Working towards a typology of indices of agreement for clustering evaluation
13/12/2018 Thursday 13th December 2018, 14:00 (Room P3.10, Mathematics Building)
Margarida G. M. S. Cardoso, Instituto Universitário de Lisboa (ISCTE-IUL), Business Research Unit (BRU-IUL)
Indices of agreement (IA) are commonly used to evaluate stability of a clustering solution or its agreement with ground truth – internal and external validation of the same solution, respectively.
IA provide different measures of the accordance between two partitions of the same data set, being based on contingency table data. Despite their frequent use in clustering evaluation, there are still open issues regarding the specific thresholds for each index to conclude about the degree of agreement between the partitions.
To acquire new insights on the indices behavior that may help improve clustering evaluation, 14 paired indices of indices are analyzed within diverse experimental scenarios - with balanced or unbalanced clusters and poorly, moderately or well separated ones.

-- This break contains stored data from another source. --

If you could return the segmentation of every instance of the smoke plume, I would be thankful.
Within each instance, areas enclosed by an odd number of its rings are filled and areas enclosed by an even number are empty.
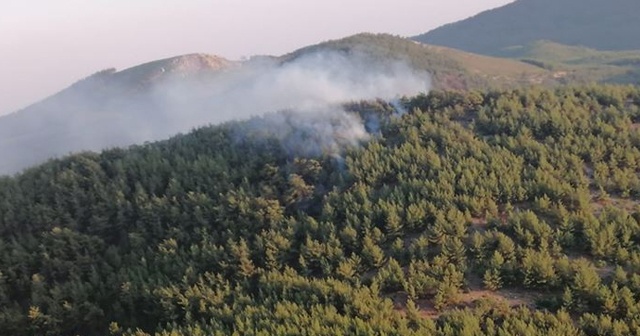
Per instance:
[[[238,124],[236,135],[252,141],[275,139],[289,156],[338,156],[369,140],[358,115],[340,108],[283,111]]]
[[[158,96],[168,98],[168,103],[177,102],[176,107],[194,101],[205,104],[189,109],[194,113],[189,118],[183,119],[182,114],[171,124],[182,121],[186,128],[254,117],[238,126],[238,137],[278,139],[292,156],[336,156],[346,147],[361,144],[370,137],[366,130],[378,121],[365,122],[345,112],[340,103],[375,98],[395,101],[426,91],[429,79],[404,62],[338,52],[314,53],[284,64],[263,59],[220,77],[223,80],[201,91],[193,91],[190,85],[161,88]],[[394,106],[399,114],[405,112],[399,103]]]
[[[369,138],[365,122],[340,103],[393,100],[429,87],[428,75],[406,62],[358,52],[314,52],[287,61],[260,57],[204,75],[162,68],[137,86],[123,83],[125,76],[118,74],[101,74],[1,118],[0,173],[70,152],[160,140],[247,119],[238,136],[276,134],[292,155],[337,154]],[[134,75],[129,73],[127,81]]]

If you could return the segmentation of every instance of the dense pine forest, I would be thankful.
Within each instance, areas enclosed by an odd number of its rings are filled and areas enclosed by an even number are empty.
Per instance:
[[[0,178],[1,335],[640,333],[640,89],[446,92]]]

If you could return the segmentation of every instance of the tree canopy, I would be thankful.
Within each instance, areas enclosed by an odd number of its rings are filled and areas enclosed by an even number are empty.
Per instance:
[[[228,123],[0,178],[0,334],[640,332],[638,88],[402,102],[340,158]]]

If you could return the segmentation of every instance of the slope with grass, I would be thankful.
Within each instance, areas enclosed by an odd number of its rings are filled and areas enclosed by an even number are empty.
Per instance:
[[[600,51],[550,41],[508,48],[505,57],[565,72],[573,81],[640,83],[640,50]]]
[[[322,51],[366,53],[377,62],[404,61],[428,72],[432,84],[443,90],[508,88],[532,84],[555,84],[553,74],[517,60],[487,57],[425,45],[388,34],[358,34],[297,50],[283,61]]]

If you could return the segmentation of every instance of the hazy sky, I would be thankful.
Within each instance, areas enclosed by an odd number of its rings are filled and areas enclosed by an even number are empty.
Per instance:
[[[360,32],[413,36],[511,0],[0,0],[0,114],[96,71],[203,52],[283,54]]]

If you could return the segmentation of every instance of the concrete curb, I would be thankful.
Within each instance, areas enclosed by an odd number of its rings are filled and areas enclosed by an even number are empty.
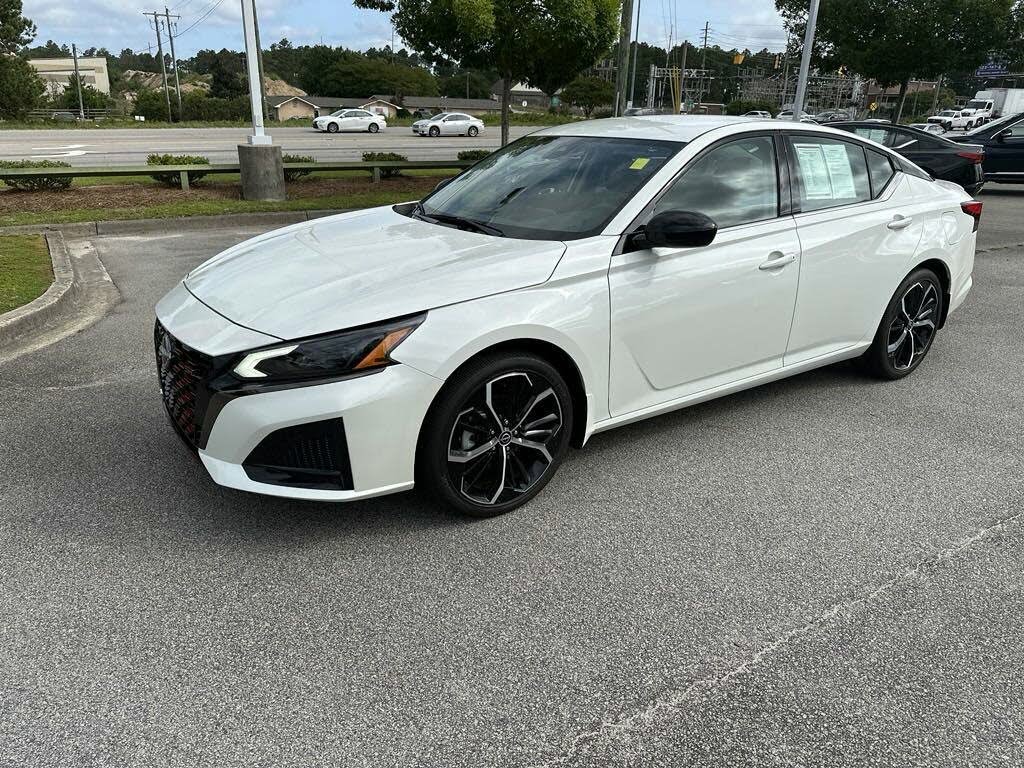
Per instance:
[[[103,235],[146,235],[154,232],[178,232],[183,229],[217,229],[298,224],[303,221],[347,213],[351,208],[315,211],[266,211],[261,213],[228,213],[221,216],[179,216],[168,219],[125,219],[121,221],[80,221],[71,224],[26,224],[0,227],[0,235],[36,235],[51,232],[65,237],[102,237]]]
[[[75,280],[71,256],[60,232],[45,233],[53,264],[53,283],[42,296],[0,315],[0,348],[47,323],[75,302],[80,285]]]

The paired indices’ observed values are all based on a cross-classification table of counts of pairs of observations both partitions agree to join and/or separate in the clusters. The IADJUST method is used to learn about the behavior of the indices under the hypothesis of agreement between partitions occurring by chance (H0). It relies on the generation of contingency tables under H0, being a simulation based procedure that enables to correct any index of agreement by deducting agreement by chance, overcoming previous limitations of analytical or approximate approaches – (Amorim and Cardoso, 2015).
The results suggest a preliminary typology of paired indices of agreement based on their distributional characteristics under H0. Inter-scenarios symbolic data referring to location, dispersion and shape measures of IA distributions under H0 are used to build this typology.
Amorim, M. J., & Cardoso, M. G. (2015). Comparing clustering solutions: The use of adjusted paired indices. Intelligent Data Analysis, 19(6), 1275-1296.
Joint work with Maria José Amorim (Department of Mathematics of ISEL, Lisbon, Portugal).